A wire having a linear density of 5 g/m is stretched between two rigid supports with a tension of 450 N. It is observed that the wire resonates at a frequency of 420 Hz. The next highest frequency at which the same wire resonates is 490 Hz. Find the length of the wire. 

Let the frequency 420 Hz corresponds to p^th harmonic. The formula for p^th harmonic is given by 

${\mathrm{n}}_{\mathrm{p}}=\frac{\mathrm{p}}{2\mathrm{l}}\sqrt{\left(\frac{\mathrm{T}}{\mathrm{\mu }}\right)}$

Hence, $420=\frac{\mathrm{p}}{2\mathrm{l}}\sqrt{\left(\frac{\mathrm{T}}{\mathrm{\mu }}\right)}$          …(i)

For the next higher frequency p is (p + 1), hence 

$490=\frac{\mathrm{p}+1}{2\mathrm{l}}\sqrt{\left(\frac{\mathrm{T}}{\mathrm{\mu }}\right)}$                 …(ii)

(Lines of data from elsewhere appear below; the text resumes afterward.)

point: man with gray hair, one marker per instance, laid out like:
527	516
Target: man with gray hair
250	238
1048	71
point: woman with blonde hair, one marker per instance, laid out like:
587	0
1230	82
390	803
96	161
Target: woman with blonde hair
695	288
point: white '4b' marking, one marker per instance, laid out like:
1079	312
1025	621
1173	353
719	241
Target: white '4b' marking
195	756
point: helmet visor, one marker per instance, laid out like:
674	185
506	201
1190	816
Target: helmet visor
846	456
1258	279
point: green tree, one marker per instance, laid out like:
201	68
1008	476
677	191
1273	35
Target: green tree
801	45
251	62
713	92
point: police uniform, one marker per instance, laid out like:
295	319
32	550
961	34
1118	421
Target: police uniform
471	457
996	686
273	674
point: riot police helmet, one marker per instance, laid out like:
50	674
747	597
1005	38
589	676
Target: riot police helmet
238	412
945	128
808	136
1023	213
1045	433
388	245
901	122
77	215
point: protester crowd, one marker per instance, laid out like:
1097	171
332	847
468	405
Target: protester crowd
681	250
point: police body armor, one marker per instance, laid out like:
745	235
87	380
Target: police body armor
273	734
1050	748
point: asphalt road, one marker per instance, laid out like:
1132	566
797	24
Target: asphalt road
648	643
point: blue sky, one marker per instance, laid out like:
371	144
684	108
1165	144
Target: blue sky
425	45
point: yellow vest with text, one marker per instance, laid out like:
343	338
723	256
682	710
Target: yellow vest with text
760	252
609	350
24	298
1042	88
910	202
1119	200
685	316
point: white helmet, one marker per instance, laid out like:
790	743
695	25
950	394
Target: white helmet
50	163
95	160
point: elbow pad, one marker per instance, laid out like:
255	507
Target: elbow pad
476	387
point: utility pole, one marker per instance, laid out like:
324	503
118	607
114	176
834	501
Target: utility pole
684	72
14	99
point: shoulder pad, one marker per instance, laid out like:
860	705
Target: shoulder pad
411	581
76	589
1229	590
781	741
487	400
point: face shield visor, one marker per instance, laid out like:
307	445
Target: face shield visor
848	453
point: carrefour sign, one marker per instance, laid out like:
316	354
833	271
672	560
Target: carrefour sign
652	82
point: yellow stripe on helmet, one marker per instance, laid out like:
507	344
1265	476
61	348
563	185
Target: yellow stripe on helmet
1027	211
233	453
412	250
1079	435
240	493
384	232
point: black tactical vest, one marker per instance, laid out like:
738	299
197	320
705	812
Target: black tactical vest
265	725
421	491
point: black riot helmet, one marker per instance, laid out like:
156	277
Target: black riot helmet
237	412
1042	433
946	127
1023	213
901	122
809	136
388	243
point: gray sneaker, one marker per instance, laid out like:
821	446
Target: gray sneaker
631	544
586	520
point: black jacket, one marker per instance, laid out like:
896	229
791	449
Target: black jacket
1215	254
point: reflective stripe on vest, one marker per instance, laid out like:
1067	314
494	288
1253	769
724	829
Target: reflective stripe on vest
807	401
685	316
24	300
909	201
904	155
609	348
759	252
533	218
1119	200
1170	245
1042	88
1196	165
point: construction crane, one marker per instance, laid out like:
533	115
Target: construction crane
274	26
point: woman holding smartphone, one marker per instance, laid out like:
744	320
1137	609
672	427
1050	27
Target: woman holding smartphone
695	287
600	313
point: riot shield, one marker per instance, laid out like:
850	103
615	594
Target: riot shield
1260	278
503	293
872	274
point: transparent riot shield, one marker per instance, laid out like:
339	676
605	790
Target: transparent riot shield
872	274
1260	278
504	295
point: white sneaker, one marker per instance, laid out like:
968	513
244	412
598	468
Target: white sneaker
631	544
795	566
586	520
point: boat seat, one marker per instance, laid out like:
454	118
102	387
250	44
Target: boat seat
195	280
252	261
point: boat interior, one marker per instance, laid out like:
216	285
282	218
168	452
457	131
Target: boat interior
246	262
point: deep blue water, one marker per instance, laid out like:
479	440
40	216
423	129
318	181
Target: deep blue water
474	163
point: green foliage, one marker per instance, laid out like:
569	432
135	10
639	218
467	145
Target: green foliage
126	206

From Eqs. (i) and (ii), we have $\frac{490}{420}=\frac{\mathrm{p}+1}{\mathrm{p}}$

Solving we get, p = 6

Substituting the value p in Eq. (i), we get 

$420=\frac{6}{2\mathrm{l}}{\left(\frac{450}{5\times {10}^{-3}}\right)}^{1/2}\Rightarrow \mathrm{l}=2.14\mathrm{m}$